民主党はこのほど、今国会へ提出を予定している違法・有害情報の規制法案のたたき台となる案をまとめた。同党の「違法・有害サイト対策プロジェクトチーム(PT)」事務局長の高井美穂衆議院議員が私案としてまとめたもので、有害情報の定義を明確化して規制のための法的根拠を示したほか、プロバイダーに対して閲覧防止措置を義務付けており、違反した事業者に行政指導を行う根拠となりうる内容となっている。
高井議員は、違法・有害情報の青少年に与える影響が大きくクローズアップされ始めた2006年、「出会い系サイトにアクセスして青少年が被害に遭う場合は圧倒的に携帯経由が多い」との認識から、未成年が契約者の場合にフィルタリングサービスを受けるか否かを携帯事業者が保護者と未成年に意思確認をすることを義務付ける「電気通信事業法の一部を改正する法律案」を議員立法で提出した(今国会で継続審議中)。
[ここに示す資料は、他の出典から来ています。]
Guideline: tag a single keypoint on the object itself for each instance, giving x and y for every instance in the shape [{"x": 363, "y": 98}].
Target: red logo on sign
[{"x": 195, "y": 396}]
その後も、「携帯電話経由で閲覧した出会い系サイトが原因となって犯罪の被害に遭う青少年の数が減っていないことや、『闇の仕事人』などのような犯罪に誘引するサイトが後を絶たないなどの現実から危機感を強めた」(高井議員)結果、自らを含む民主党議員16人が昨年末に立ち上げた違法・有害サイト対策PTの事務局長として、私案をまとめた。
私案の作成にあたっては、表現の自由や、閲覧制限が検閲にならないかなどについて、党内の勉強会を通じて検討し、「インターネットの自由な発展の阻害とならないような法案づくりを心がけた」(同)という。
同案では、これまで定義付けが難しいとされてきた有害情報の定義について、
- 児童に対し、著しく性的感情を刺激する情報
- 児童に対し、著しく残虐性を助長する情報
- 児童に対し、著しく自殺又は犯罪を誘発する情報
- 特定の児童に対するいじめに当たる情報であって当該児童に著しい心理的外傷を与えるおそれがあるもの
と明確化、いわゆる"自殺サイト"や"学校裏サイト"などについても、規制の対象としている。
また、サイト開設者とプロバイダーに対しては、違法・有害情報の「閲覧防止措置」を義務付けた。サイト開設者に対しては、自ら管理するサイト上に違法情報が掲示されていることを知った場合には同情報の閲覧防止措置(同措置として削除を想定)、自ら管理するサイト上に有害情報が掲示されていることを知った場合は、フィルタリングソフトの稼動対象とするための「セルフラベリング(有害情報であることの表示)」の実施など、有害情報が児童に閲覧されないようにするための措置を義務付けている。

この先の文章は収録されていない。